Gold slips off Tuesday’s rally as investors brace for inflation data coming later this week with the DG spot price drifting from $2360 an ounce early in the trading day to $2343. Tuesday’s rally ran out of steam on a firming dollar and Treasury yields.
Investors are awaiting the release of the Federal Reserve’s favorite inflation measure, the personal consumption expenditures price index, on Friday with April data for indications on when the central bank might be ready to cut interest rates. The release Wednesday of the Fed’s Beige Book report on the economic conditions in each of the country’s 12 regions is also likely to provide some guidance.
High interest rates are typically bearish for gold, making them a less attractive alternate investment than some other assets. The Fed was widely expected to begin a series of interest rate cuts in the first part of this year, but the timeline for the rate reductions has been pushed back by persistently high inflation. Most investors currently don’t expect a rate cut until November.
Minneapolis Fed President Neel Kashkari told CNBC Tuesday that he wants to see “many more months” of positive inflation data before cutting rates – and that the Fed could even potentially raise rates again if inflation doesn’t drop further. The Fed has a 2% target for inflation.
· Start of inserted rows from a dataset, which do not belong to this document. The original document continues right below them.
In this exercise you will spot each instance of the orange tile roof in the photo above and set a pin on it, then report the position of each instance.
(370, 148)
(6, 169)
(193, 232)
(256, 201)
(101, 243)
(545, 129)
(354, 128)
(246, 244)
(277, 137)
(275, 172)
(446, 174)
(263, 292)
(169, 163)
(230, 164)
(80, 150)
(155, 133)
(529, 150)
The Fed has raised interest rates by 5.25 percentage points since March 2022 in an effort to rein in inflation but has held rates steady at its last few policy meetings.
August gold futures rose 1% Tuesday to settle at $2,379.30 an ounce on Comex after the most-active contract tumbled 3.4% last week. U.S. financial markets were closed Monday for the Memorial Day holiday. Gold traded electronically without a settlement. Bullion has gained 3.3% so far this month after rallying 2.9% in April and rising 8.9% in March – the biggest monthly gain in more than three years. The metal rose 13% in 2023. The August contract is currently down $13.10 (-0.55%) an ounce to $2366.20 and the DG spot price is $2344.90.
New York Fed President John Willians and Atlanta Fed President Raphael Bostic are scheduled to speak Wednesday. Minutes of the last Fed policy meeting, released last week, showed that it would probably take longer than the members had previously thought to start interest rate cuts.
Consumer confidence rose for the first time in four months in May, data released Tuesday by the Conference Board showed. Separate data out Tuesday showed U.S. home prices reached a record high in March.
About 99.1% of the investors tracked by the CME FedWatch Tool are betting that the Fed will keep rates unchanged in June, while 0.9% expect a 25 basis point increase. Almost 90% of investors also expect the Fed to hold rates at current levels in July and more than half see rates staying unchanged in September. Most investors don’t expect a rate cut until November. Persistently high inflation caused the Fed to keep interest rates unchanged at 5.25% to 5.50% at policymakers’ last meeting.
July silver futures rose 5.4% Tuesday to settle at $32.14 an ounce on Comex. The front-month contract lost 2.4% last week. Silver is up 21% this month after rising 7% in April and gaining 8.9% in March. It ticked up 0.2% in 2023. The July contract is currently down $0.142 (-0.44%) an ounce to $31.995 and the DG spot price is currently $31.89.
Spot palladium gained 1.4% Tuesday to $990.00 an ounce and decreased 3.9% last week. Palladium is up 2.4% in May after declining 5.9% in April and advancing 7.7% in March. Palladium plummeted 38% last year. Currently, the DG spot price is down $25.90 an ounce to $960.00.
Spot platinum increased 3% Tuesday to $1,067.60 an ounce. It fell 4.9% last week. Platinum is up 13% in May after gaining 3.1% in April and rising 3.3% in March. Platinum dropped 6.8% in 2023. The DG spot price is currently down $17.60 an ounce to $1048.20.